O Arouca negou hoje a existência de uma notificação do Serviço de Estrangeiros e Fronteiras (SEF) a futebolistas do clube para abandonarem o país e garantiu que o procedimento de legalização decorre normalmente.

Alguma imprensa de hoje refere que o Arouca teria jogadores com ordem para abandonar o país, algo que o clube nega.

Um elemento da Direção do Arouca confirmou à agência Lusa a visita do SEF e garantiu que os seus atletas estão a respeitar as exigências desportivas e legais impostas.
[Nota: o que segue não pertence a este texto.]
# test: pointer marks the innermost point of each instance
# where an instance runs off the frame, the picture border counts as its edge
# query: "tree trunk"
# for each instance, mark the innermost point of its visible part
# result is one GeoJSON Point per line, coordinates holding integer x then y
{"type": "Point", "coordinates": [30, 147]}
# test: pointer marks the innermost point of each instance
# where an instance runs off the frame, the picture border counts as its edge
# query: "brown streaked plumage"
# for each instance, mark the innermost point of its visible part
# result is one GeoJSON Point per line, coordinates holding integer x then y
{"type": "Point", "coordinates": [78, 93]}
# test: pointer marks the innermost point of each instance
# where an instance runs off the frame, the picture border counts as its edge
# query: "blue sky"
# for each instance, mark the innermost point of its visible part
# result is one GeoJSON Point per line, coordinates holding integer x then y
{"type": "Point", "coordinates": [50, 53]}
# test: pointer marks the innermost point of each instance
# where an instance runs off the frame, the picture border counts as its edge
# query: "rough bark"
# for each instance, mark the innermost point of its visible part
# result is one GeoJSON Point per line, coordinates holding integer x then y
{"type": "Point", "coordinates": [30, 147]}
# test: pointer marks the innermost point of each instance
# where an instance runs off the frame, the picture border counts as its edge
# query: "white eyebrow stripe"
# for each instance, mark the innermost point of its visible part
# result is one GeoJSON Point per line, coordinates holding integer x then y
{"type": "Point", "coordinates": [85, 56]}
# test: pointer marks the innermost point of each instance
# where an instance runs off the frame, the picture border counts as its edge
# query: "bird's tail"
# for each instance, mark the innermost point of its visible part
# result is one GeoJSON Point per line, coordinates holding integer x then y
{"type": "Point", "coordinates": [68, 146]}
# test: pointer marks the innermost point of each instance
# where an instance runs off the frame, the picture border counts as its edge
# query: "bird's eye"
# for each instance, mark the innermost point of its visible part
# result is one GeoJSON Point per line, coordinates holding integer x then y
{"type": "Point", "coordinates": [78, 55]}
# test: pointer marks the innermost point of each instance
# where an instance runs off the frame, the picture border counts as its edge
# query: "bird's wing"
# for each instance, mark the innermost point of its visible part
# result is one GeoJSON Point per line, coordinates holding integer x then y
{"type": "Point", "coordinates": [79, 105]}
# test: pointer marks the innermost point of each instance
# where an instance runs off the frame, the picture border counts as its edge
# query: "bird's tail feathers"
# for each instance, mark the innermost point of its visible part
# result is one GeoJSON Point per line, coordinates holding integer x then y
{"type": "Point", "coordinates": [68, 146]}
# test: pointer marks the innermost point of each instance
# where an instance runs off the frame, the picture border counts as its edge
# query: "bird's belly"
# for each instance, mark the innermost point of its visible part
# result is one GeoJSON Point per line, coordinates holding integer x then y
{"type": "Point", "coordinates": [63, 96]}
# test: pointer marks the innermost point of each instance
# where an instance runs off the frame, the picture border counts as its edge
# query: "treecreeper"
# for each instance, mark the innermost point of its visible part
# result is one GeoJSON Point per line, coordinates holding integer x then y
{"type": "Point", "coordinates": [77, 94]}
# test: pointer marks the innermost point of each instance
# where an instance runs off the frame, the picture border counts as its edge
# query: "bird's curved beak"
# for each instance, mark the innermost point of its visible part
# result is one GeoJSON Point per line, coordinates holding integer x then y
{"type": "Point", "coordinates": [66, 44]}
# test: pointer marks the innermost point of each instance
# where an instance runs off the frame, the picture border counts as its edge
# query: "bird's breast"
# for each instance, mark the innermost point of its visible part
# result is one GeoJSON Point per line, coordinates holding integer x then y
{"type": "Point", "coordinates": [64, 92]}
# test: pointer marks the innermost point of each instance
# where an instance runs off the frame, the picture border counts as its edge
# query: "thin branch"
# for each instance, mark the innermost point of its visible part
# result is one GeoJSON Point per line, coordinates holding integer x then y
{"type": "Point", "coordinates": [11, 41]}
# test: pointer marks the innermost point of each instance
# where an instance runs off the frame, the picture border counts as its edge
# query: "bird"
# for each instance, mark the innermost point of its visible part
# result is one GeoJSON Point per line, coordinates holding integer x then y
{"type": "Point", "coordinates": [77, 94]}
"Os jogadores não foram notificados. Eles estão sinalizados no SEF porque os processos estão a decorrer, dentro dos prazos, tal como acontece sempre.

No caso dos jogadores citados, a documentação foi entregue no SEF e estamos a aguardar a marcação das entrevistas para depois o organismo emitir a autorização de residência. Mas estes são processos que levam tempo e que não dependem exclusivamente do Arouca. Dependem igualmente da disponibilidade do SEF para agendar as entrevistas", fez saber o mesmo responsável.

Os jogadores cujo processo aguarda conclusão são o paraguaio Walter González, os brasileiros Bruno Lopes e Vitor Costa e ainda dois atletas dos juniores, Alseny Soumah e Morlaye Sylla, de 18 anos e oriundos da Guiné Conacri. Com estes, garantem há já apresentações agendadas.

Em nota tornada pública na quinta-feira, o SEF divulgou ter feito, na última semana, diligências em clubes na zona centro do país, que abrangeram quarenta clubes e associações desportivas, entre estes, o Arouca.

"Dezasseis indivíduos foram notificados para abandonar o país no prazo de vinte dias. Os restantes indivíduos em situação irregular foram notificados para comparência no SEF, uma vez que poderão reunir condições para requerer a regularização da respetiva permanência em solo português", lê-se no comunicado do SEF.